SUDDENLY SOMETHING HAPPENED
By Jimmy Beaulieu
Perhaps as a way of compensating for a long history of being associated with superheroes and fantastic tales, a lot of today’s comic books and graphic novels take as their subject matter the mundane, local, and everyday, with autobiography in particular being a favourite form. Suddenly Something Happened is just such a book, an English translation omnibus of a couple of autobiographical graphic works – Le Moral des Troupes and Quelques Pelures – by Montreal-based author Jimmy Beaulieu. In some ways it is also a new work, however, as translator KerryAnn Cochrane was given a free hand in rendering the text into English and Beaulieu has added a dozen new pages as well as done some rewriting
The story tracks Jimmy’s move from Quebec City to Montreal, following his romantic entanglements and budding career as a comic artist in a series of slice-of-life, pencil-sketch vignettes. Beaulieu is especially adept at capturing urban landscapes and locations, drawing the street life of Canada’s sexiest city crowded with beautiful women. As the cover art – which has Jimmy casting an appreciative glance at a woman striking a winning pose – makes clear, this is one young, urban, progressive male who is not ashamed to be always looking at the “life impulse,” “reproductive instinct,” and “joyful lustiness” that surrounds him. And, as his alter ego suggests at one point, this penchant for always drawing pretty girls may be another form of compensation.
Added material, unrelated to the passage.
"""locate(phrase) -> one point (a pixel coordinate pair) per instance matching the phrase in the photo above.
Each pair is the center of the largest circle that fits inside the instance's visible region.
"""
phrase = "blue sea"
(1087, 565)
Both the physical and emotional texture of the book have an authenticity brought home through the observation of details ranging from architecture, to the way clothes look when they are really being worn, to the rendering of numerous small, domestic sound effects. One odd habit that doesn’t seem quite in keeping with the realistic and understated tone of the rest of the work is Beaulieu’s penchant for exaggerated, cartoonish reaction shots of characters’ eyes bugging out, but this is only a minor thing. In every other respect, and despite the shifts in drawing style that might be expected of a decade’s worth of work, this is a convincing and charming self-portrait of the artist as a young man.